Thursday, April 1, 2010

I don't want to think about it!

Jada had another appointment with Dr. O this morning.

Her EKG results were normal but no word yet on the EEG. I know Jada has sleep issues. I feel her twitches and movements. I saw the brain waves going all over on the graph during the EEG. I don't want to know what it means. But is it weighing heavily on my mind and heart. I can't stop thinking about the what ifs, what if there is something else wrong, what if the mood instabilities are just a symptom of some greater issue. We should know today. Depending on what the results show, an MRI might be scheduled to look for "masses" or brain structure problems. I don't want to think about it.

Dr. O was reluctant to label Jada's symptoms as anything during our last appointment because it was also our first. But today, she actually said bipolar disorder. So that is that. Three doctors. Same opinion. I wasn't surprised by this.

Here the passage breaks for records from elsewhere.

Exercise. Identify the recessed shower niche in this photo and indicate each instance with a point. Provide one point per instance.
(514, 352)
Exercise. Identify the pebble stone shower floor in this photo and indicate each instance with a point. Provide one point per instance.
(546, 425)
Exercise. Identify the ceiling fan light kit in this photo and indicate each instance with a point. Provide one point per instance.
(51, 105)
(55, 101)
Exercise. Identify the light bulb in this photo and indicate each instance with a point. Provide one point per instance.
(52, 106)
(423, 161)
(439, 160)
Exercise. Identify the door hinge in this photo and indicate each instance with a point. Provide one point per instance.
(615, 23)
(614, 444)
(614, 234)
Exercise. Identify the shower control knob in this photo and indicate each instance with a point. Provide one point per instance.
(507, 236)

With that in mind and the fact that Jada's aggressiveness is slowly escalating, Dr. O wants Jada to add a new medication to her daily regime. She added Ambilify which is used to treat pediatric bipolar disorder which will be added on to her Depakote (mood stabilizer) and Strattera (ADHD). Of course all medications come with their fair share of side effects. I know this. But Ambilify's side effects aren't just the usual make you tired or nauseous kind. One of the side effects is elevating your blood glucose. Of course, the trial that was done was done on people without D so I have no idea how this will effect Jada. Dr. O is aware of Jada's D so she must feel like the benefits outweighs the risk but D will have to be monitored more closely (as if every two hours wasn't enough already). So I don't want to think about that either. She will start it tomorrow so then we have four days before she heads back to school to see how things go.

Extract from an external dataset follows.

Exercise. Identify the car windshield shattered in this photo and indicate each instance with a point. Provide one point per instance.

I also don't want to think about the fact that Jada wanted to throw her shoe at Dr. O for no reason. Jada is just so wound up when it comes to her. She wouldn't talk to her last visit and today she wanted to throw a shoe at her.

But I am worried.

I don't want to think about elevating blood sugar levels. I don't want to even think about having to look for a brain tumor. I don't want to think about the fact that my child can't be worry free and has so much anxiety. I don't want to think about how she can't handle her frustration without lashing out at someone or something. I don't want to think about any of it.

3 comments:

Taz's Mama said...

i completely understand. there are many things i don't want to think about. i posted my worst fears on my blog but the reality is, i hate thinking about all the what if's. it felt good to get it out there and then let go of it. because i have to expect Taz to succeed even if just to get through it all. i'm so sorry you have so much on your plate right now. poor jada! i hate to say that i hope jada has bipolar but i sure hope she doesn't have a brain tumor! good luck in the next few days sorting everything out.

Reyna said...

Thinking of you and Jada this weekend. (((HUGS)))

Wendy said...

Praying for you, my friend. Please keep us posted on everything!